Dopo il caso DAS e Mercedes Rosa, la F1 si prepara a vivere un’altra querelle polemica. Uno dei top team avrebbe infranto il regolamento.
L’anomalo campionato 2020 potrebbe arricchirsi di un nuovo caso succulento per chi desidera avvantaggiarsi affidandosi alle carte bollate. A scatenare l’ennesimo presunto affaire sarebbe stata la netta crescita della Red Bull rispetto a quanto dimostrato durante i test invernali, già di per sé confortanti. In realtà il motivo di tale progressione è noto e risiede nella power unit, migliorata durante la lunga pausa dai tecnici di Sakura. Ed è proprio qui che si troverebbe il punto oscuro della vicenda.

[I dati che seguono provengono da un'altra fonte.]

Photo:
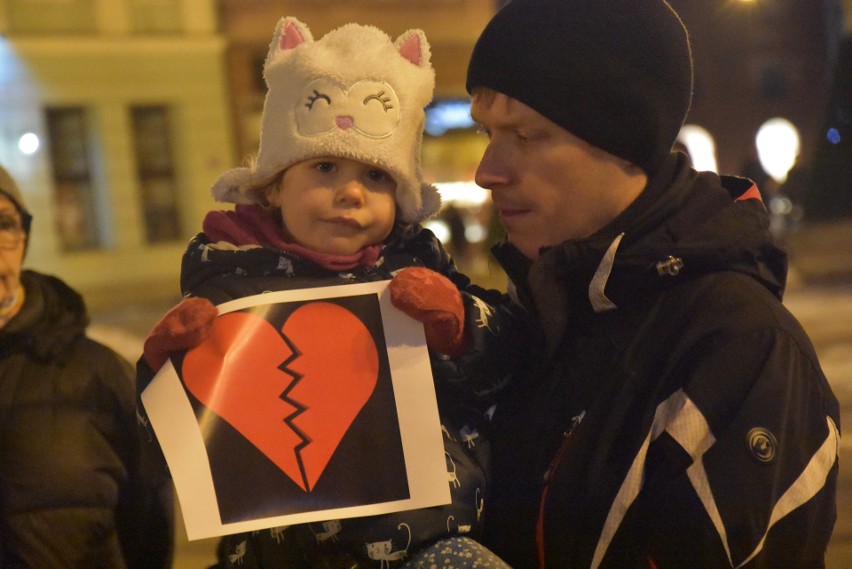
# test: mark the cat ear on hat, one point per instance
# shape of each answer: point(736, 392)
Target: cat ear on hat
point(289, 33)
point(413, 46)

Come mai nonostante i divieti e l’obbligo di chiusura la Honda ha potuto lavorare sul motore senza essere sanzionata dalla FIA? La risposta sarebbe abbastanza semplice. Per pura fortuna la Casa nipponica sarebbe riuscita ad ottenere una deroga da parte della Federazione per i mesi di marzo e aprile, appena prima che scattasse la regola del congelamento dei propulsori.
Una chance non da poco che ha consentito alla scuderia energetica, così come alla sorellina Alpha Tauri di trarre un indubbio beneficio e di presentarsi all’avvio di campionato in Austria più competitiva rispetto alla diretta concorrenza, Mercedes esclusa.

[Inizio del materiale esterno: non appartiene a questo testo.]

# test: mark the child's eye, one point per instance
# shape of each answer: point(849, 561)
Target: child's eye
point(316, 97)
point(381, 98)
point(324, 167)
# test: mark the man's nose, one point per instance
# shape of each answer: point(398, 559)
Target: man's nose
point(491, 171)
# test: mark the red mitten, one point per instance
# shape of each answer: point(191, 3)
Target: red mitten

Emerso il sopracitato accordo con i federali che di fatto sta garantendo quattro settimane di vantaggio agli austriaci, le equipe rivali potrebbero decidere di appellarsi al tribunale sportivo dando l’abbrivio ad altri attriti, non certo l’ideale al momento.
Ma perché si è generato questo nuovo pasticcio? Tutto ha avuto origine da una richiesta speciale posta dal motorista asiatico allo scoppiare dell’emergenza sanitaria, in quanto in Giappone è prassi non operare nelle aziende ad agosto. Riconoscendo la problematica e ignara dei provvedimenti di blocco allo sviluppo che poi avrebbe dovuto disporre, la FIA aveva accettato, regalando inconsapevolmente un’opportunità che i concorrenti delle vetture spinte da unità diverse non avranno.